There are a number of sites where you can look up charging points, including:
In an occasional series I will cover the biggest networks: Electric Highway, Polar Network, POD Point and so on. Here we begin with the Electric Highway, created by Ecotricity and now owned and operated by Gridserve.
Electric Highway (Updated for 2022)
“Our low-cost, rapid and high power charging infrastructure is reaching every corner of the UK, covering 85% of the UK’s motorway network.
We provide rapid and high powered charging at some of the lowest rates in the UK. Our next generation chargers are supported by renewable energy from our solar farms.”
If you join just one network it probably has to be the Electric Highway (EH) as they have a virtual monopoly on charging at motorway service areas (the exception being Tesla with their Superchargers). The good news is that the majority of services now have at least one rapid charger, an increasing number have two and some have even more. So for long distance driving with your electric car you can pretty much get around most of England by charging at motorway services.

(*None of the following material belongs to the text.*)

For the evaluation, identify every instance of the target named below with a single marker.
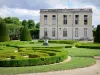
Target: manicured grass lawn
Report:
(81, 57)
(76, 62)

Coverage outside England (in Scotland and Northern Ireland, and particularly in Wales) is however poor.
The reliability of Ecotricity charge points has historically been quite poor, but this has started to improve since the takeover by Gridserve.
Curiously, apart from at motorway services the majority of EH rapid chargers are in the car parks of IKEA superstores (due to a partnership deal between them – see IKEA Electric Vehicle Charging).
The majority of EH rapid chargers were large white units manufactured by DBT-CEV. These provide DC charging at 50kW for CCS (BMW i3 etc.) and Chademo (e.g. Nissan Leaf and Mitsubishi Outlander) connectors, and AC charging at 43kW (Renault ZOE). Typically the first ones installed were ‘single headed’ with just Chademo cables for the Leaf. Later they were ‘double headed’ with the addition of a Type 2 cable for the ZOE. Current installs are ‘triple headed’ with the addition of a CCS cable for the i3 and Hyundai IONIQ.
Note that most EVs with a Type 2 connector (not the Leaf or Outlander) can be charged with any rapid through the Type 2 cable but only the ZOE can use it at full power (43kW or 22kW). Some can use it at reduced power (e.g. the i3 can use 11kW) but most will drop down to 7kW, like charging at home. You should use the CCS or Chademo connector for rapid charging, and only use the Type 2 if these aren’t working (it will be much slower).
Before using DBT rapids Ecotricity installed a small number of ‘medium’ chargers providing 22kW. Some of these are still in place and can be seen alongside the DBT ones; again, you should make sure that you understand which charger and cable/connector is most appropriate for your circumstances.